So, I was all ready to get all righteous and indignant Last Friday over Bank of America’s absence of banks and ATMs in West Oakland when calmer and (probably) wiser) heads prevailed.
It started when BofA sent out an anouncement about the grand opening of the Leonard J. Meltzer Boys & Girls Club in West Oakland. Vern Yip of HGTV’s “Deserving Design” show crafted the fabulous facelift and the bank paid for it.
The announcement also mentioned that BofA had spent $61 million to spruce up a whole bunch of banking centers, none, zip, zero of which are located in West Oakland. I mean the bank doesn’t even have an ATM there.
But Cal Stanley, Boys & Girls Clubs of Oakland president, talked about how fantastic the place looked, “the best its been in 40 years,” was how he put it. You can see how right he is by these photos, and read the Tribune story about the grand opening here.
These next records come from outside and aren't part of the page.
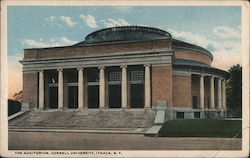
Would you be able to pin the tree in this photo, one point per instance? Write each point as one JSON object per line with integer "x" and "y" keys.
{"x": 234, "y": 89}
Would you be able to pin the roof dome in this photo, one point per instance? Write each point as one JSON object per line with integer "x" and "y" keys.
{"x": 126, "y": 33}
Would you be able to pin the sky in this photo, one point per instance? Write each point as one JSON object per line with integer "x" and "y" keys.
{"x": 216, "y": 28}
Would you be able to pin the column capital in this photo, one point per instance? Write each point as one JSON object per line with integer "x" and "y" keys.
{"x": 202, "y": 75}
{"x": 80, "y": 68}
{"x": 212, "y": 76}
{"x": 101, "y": 67}
{"x": 146, "y": 65}
{"x": 123, "y": 66}
{"x": 40, "y": 70}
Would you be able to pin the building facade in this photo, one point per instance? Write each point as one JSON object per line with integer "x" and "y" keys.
{"x": 126, "y": 67}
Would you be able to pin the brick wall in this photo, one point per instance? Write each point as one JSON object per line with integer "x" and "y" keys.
{"x": 95, "y": 49}
{"x": 182, "y": 91}
{"x": 162, "y": 84}
{"x": 30, "y": 88}
{"x": 191, "y": 55}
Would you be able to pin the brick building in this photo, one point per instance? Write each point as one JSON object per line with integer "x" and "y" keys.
{"x": 125, "y": 67}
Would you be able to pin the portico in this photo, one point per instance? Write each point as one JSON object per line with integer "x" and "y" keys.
{"x": 112, "y": 83}
{"x": 125, "y": 68}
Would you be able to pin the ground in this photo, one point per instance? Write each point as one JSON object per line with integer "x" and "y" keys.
{"x": 95, "y": 141}
{"x": 202, "y": 128}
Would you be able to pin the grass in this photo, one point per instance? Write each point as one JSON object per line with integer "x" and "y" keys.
{"x": 202, "y": 128}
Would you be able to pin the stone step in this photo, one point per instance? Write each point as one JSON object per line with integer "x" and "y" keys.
{"x": 153, "y": 131}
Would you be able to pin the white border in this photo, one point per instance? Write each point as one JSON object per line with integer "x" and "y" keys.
{"x": 154, "y": 153}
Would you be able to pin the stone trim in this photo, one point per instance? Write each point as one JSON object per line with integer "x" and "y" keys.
{"x": 137, "y": 59}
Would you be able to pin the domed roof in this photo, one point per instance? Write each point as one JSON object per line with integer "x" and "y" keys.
{"x": 126, "y": 33}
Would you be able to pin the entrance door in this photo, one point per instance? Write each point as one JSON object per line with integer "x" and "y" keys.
{"x": 73, "y": 97}
{"x": 93, "y": 96}
{"x": 53, "y": 97}
{"x": 137, "y": 95}
{"x": 115, "y": 96}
Stanley said of course he didn’t like that BofA had bypassed the West Oakland community for direct banking services, but he pointed out that it had given the Boys and Girls Club a two-year, $200,000 operating grant that really helped the organization provide a safe haven for a lot of kids that need it. He said the financial giant had been a really good partner with the club. It also gave the club a $30,000 check at Friday’s grand opening.
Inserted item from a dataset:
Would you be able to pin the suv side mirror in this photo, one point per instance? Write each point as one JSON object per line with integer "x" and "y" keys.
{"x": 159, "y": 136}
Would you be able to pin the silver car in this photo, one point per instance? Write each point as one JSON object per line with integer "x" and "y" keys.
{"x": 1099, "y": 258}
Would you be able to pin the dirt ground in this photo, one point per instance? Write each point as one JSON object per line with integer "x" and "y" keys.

Emily Shanks, BofA’s, East Bay market president, told me the bank had invested about $2.4 billion in various programs to boost lending and other economic opportunities for Oakland residents and businesses.
She also wished BofA had a brick and mortar banking presence in West Oakland, but that was not her decision. She said the bank had “not found the proper location with access and security.” There’s also the question of whether West Oakland has enough critical mass (my words, not hers), meaning the decision makers aren’t sure West Oakland has the population to support a branch or ATM there.
I say it does. Those youngsters at the Boys and Girls Club shouldn’t have to leave their own community to deposit their paychecks when they grow up.